How 30+ ETH 2.0 Devs Locked Themselves in to Achieve Interoperability

When the going gets tough, the tough get coding. Here’s the latest on the state of Ethereum 2.0.

Ben Edgington
ConsenSys Media
9 min readSep 25, 2019

--

(Most of) the Interop crew. [Photo: Danny Ryan]

by Ben Edgington of PegaSys, as part of the State of Ethereum 2.0 Series.

It was just a throwaway remark during a team stand-up: “We need to get in a room, lock the door, and not let anyone out until all the clients are talking to each other.”

As far as I knew, nobody took it seriously. So when Joe Delong announced an interoperability lock-in retreat a few weeks later at the Ethereum 2.0 meet-up in Brooklyn, it was a bit of a surprise. He’d found a venue, secured funding from ConsenSys, and set a date—all without saying a word about it. The Ethereum 2.0 Interoperability Lock-in was happening!

This is how 30+ Ethereum 2.0 developers ended up in the lakes of Ontario for a week in early September. So what did we achieve while we were there?

The location was stunning [Photo: Ben Edgington]

The Lead-up to the Lock-in

One of the glorious things about the Ethereum 2.0 development process has been the number of teams building software clients to run the beacon chain. No fewer than nine teams have committed to working on this over the last year, each implementing the evolving spec, and in turn feeding back into the design process.

For the Ethereum 2.0 network to function properly, all of the participating clients need to communicate with each other and come to the same conclusions about the state of the network. Until now, each team has been working more-or-less in isolation, translating the specification into its own particular programming language and architecture. Some teams had already set up testnets with their own clients talking to their own clients, but this Interop event was the first significant opportunity to get cross-client communication up and running.

There are roughly three ways in which different client software needs to interoperate. The first is consensus-related: at every step, given the same information, every client must agree precisely on what the state of the system is: validator balances, committee shufflings, state roots — in short, each client must have a bug free implementation of the core specification for Phase 0. Writing bug free code is hard! One huge help with this was the massive and very detailed set of reference tests created by the Ethereum Foundation in the weeks leading up to the Interop Event.

(Most of) the Interop crew. [Photo: Danny Ryan]

The other interoperability challenges relate to the network. One is that beacon chain clients need to communicate with each other in order to “gossip” blocks and attestations (votes for blocks) across the network. The other challenge is that clients need to be able to join an already running network, “syncing up” with its current state by downloading the data they need from the existing participants.
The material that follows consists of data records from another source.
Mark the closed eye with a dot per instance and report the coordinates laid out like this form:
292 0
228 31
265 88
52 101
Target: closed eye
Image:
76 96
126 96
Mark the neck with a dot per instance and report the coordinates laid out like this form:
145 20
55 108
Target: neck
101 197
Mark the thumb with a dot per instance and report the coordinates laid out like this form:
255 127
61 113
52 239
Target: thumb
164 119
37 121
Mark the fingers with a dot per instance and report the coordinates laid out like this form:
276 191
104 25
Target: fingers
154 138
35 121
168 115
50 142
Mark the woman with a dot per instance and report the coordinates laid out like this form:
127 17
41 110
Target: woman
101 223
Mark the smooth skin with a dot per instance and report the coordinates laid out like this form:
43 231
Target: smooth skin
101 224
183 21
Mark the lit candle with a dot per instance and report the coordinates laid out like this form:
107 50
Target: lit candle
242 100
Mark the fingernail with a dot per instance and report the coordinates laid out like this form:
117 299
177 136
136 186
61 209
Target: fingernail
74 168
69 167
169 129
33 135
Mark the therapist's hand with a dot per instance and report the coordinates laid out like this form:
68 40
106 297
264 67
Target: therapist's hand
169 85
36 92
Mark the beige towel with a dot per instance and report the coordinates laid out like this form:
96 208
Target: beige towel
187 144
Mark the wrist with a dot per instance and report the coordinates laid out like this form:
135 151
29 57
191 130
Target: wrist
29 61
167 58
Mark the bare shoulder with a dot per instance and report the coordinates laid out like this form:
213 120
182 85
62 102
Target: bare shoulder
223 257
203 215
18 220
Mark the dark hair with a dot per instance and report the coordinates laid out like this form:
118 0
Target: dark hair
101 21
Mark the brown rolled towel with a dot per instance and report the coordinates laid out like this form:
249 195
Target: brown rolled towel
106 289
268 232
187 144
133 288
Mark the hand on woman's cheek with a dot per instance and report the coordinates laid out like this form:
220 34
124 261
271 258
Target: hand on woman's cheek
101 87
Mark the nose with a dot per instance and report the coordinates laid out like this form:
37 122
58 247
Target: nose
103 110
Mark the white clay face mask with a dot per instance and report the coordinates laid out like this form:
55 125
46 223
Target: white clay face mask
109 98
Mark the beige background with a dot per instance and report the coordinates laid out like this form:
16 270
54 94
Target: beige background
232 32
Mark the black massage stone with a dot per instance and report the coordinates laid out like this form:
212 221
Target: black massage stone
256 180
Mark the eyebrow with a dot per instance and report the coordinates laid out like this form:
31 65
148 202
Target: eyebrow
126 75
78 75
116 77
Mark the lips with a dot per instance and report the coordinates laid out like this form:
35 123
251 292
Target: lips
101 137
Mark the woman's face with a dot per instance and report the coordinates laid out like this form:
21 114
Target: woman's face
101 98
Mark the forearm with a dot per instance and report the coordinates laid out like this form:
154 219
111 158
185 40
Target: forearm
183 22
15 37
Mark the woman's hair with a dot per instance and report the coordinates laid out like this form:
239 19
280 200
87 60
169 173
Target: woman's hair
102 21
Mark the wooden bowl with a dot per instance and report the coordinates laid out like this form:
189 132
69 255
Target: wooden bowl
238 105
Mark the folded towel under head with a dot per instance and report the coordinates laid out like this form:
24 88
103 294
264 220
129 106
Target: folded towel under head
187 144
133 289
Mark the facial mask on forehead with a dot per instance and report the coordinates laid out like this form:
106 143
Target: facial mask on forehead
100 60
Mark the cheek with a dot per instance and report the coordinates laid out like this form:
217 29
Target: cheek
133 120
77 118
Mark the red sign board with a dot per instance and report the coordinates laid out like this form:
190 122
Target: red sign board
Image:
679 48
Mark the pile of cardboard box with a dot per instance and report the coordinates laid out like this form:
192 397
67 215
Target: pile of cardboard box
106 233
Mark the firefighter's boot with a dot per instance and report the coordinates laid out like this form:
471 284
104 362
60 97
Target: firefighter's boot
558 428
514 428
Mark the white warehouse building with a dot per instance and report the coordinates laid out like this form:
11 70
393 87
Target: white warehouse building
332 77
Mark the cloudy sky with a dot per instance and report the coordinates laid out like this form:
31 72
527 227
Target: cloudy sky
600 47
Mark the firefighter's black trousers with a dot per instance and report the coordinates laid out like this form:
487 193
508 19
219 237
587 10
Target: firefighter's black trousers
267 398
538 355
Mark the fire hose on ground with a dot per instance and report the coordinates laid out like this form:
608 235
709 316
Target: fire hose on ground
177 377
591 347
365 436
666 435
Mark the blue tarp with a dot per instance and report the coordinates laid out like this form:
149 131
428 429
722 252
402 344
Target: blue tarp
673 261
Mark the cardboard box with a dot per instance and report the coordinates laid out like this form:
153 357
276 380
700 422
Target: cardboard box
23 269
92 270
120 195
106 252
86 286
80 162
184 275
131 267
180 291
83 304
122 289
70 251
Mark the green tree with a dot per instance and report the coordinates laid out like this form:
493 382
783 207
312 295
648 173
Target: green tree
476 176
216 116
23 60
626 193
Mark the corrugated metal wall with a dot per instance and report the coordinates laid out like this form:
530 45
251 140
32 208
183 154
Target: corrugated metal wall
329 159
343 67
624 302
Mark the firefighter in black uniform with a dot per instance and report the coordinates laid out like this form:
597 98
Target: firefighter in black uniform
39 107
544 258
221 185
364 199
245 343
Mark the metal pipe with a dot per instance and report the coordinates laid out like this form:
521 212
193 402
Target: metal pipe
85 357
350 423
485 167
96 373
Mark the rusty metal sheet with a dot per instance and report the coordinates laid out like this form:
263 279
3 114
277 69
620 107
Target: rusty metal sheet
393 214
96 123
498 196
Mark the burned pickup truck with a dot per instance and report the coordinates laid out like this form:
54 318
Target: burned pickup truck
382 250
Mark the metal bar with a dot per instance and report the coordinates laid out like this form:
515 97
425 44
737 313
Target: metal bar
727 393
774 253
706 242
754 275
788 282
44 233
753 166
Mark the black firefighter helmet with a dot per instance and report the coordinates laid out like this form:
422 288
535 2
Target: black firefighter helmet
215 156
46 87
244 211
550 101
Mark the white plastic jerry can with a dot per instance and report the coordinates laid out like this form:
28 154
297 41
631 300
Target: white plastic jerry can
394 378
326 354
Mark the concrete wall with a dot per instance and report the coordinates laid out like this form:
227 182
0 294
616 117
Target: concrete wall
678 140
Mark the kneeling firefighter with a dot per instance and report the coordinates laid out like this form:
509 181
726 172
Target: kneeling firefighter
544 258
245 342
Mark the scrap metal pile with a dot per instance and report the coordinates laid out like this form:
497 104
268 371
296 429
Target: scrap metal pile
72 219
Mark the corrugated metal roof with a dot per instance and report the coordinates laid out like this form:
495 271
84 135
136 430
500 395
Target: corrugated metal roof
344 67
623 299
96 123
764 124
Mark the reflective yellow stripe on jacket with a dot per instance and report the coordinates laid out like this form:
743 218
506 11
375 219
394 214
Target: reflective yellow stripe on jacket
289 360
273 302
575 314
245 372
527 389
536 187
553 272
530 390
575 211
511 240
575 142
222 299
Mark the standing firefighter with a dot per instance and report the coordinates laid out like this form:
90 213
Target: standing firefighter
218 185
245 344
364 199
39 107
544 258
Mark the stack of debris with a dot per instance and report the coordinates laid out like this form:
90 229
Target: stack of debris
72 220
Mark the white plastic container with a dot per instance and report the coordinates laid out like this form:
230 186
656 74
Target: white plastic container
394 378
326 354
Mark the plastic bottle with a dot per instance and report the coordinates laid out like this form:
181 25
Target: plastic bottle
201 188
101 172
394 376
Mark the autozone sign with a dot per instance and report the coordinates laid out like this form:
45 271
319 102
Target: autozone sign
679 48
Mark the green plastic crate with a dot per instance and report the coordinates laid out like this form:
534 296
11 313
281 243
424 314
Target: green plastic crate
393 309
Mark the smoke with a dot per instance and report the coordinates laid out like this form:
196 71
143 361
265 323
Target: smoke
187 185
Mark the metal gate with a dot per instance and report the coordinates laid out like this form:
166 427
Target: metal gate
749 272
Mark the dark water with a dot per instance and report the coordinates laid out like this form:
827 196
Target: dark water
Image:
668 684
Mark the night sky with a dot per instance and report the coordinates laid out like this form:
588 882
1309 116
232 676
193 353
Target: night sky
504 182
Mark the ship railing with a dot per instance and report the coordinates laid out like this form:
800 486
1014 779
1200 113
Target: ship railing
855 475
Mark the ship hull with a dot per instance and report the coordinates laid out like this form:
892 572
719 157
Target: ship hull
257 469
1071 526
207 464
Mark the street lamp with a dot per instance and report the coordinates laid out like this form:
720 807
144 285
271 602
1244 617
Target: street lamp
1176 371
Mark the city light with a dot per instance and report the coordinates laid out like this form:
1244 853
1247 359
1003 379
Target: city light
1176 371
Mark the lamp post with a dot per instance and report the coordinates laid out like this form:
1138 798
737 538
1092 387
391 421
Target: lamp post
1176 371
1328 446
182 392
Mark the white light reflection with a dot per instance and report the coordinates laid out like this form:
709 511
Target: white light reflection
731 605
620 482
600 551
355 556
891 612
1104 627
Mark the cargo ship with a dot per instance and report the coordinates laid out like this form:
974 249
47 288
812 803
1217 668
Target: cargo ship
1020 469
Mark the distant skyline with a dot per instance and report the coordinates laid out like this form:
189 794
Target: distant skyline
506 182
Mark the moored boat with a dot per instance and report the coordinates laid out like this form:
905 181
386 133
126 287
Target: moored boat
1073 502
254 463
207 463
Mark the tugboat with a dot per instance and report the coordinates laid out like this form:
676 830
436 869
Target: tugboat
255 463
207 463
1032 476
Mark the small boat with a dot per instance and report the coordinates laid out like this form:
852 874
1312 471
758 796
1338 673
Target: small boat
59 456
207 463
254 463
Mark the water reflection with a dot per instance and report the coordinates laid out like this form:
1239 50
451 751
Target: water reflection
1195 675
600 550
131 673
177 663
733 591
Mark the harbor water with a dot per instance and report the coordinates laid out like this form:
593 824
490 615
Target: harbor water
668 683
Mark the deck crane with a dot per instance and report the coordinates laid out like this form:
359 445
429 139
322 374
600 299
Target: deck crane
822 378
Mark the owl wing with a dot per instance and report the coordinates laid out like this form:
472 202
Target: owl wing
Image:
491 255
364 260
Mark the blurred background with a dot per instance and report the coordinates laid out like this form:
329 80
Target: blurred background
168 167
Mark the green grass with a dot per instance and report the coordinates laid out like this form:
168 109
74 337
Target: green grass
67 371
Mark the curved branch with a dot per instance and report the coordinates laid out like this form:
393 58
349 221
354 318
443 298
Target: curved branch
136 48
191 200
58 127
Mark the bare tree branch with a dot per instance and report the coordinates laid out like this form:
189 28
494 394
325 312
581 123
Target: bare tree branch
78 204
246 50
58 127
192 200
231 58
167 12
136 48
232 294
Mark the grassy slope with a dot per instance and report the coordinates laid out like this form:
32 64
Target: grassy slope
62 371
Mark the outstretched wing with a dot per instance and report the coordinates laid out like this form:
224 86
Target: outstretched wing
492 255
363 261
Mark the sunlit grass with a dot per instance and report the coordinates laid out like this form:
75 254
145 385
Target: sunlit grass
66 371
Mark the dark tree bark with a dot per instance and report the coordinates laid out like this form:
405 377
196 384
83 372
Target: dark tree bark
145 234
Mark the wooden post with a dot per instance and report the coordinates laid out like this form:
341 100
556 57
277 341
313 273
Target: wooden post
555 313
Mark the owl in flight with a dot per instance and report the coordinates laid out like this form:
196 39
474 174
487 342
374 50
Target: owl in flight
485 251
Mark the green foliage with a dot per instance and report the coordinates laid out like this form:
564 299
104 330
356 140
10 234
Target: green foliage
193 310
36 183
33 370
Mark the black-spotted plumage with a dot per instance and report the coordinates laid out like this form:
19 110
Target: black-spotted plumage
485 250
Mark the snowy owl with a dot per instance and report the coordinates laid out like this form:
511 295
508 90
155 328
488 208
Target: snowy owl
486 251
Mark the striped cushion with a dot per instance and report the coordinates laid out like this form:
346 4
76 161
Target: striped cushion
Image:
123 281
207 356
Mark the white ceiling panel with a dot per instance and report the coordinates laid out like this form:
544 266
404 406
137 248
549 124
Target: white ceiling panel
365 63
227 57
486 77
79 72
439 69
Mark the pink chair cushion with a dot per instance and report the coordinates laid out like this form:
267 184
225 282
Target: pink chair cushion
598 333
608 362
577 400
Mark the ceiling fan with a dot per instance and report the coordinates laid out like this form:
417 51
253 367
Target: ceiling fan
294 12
For the purposes of the Interop workshop, we focused mainly on the first aspect, although some progress was also made on syncing. This networking aspect benefited enormously from the completion of a draft networking specification a couple of months ago, thanks to a ton of work from a couple of client teams and Protocol Labs. The specification is a detailed description of how clients connect to each other, the kinds of messages they send, the format of the data that’s passed over the wire, the encryption that’s used, and so on. Once again, for the purposes of basic interop testing, we simplified by side-stepping the question of how clients find each other (discovery).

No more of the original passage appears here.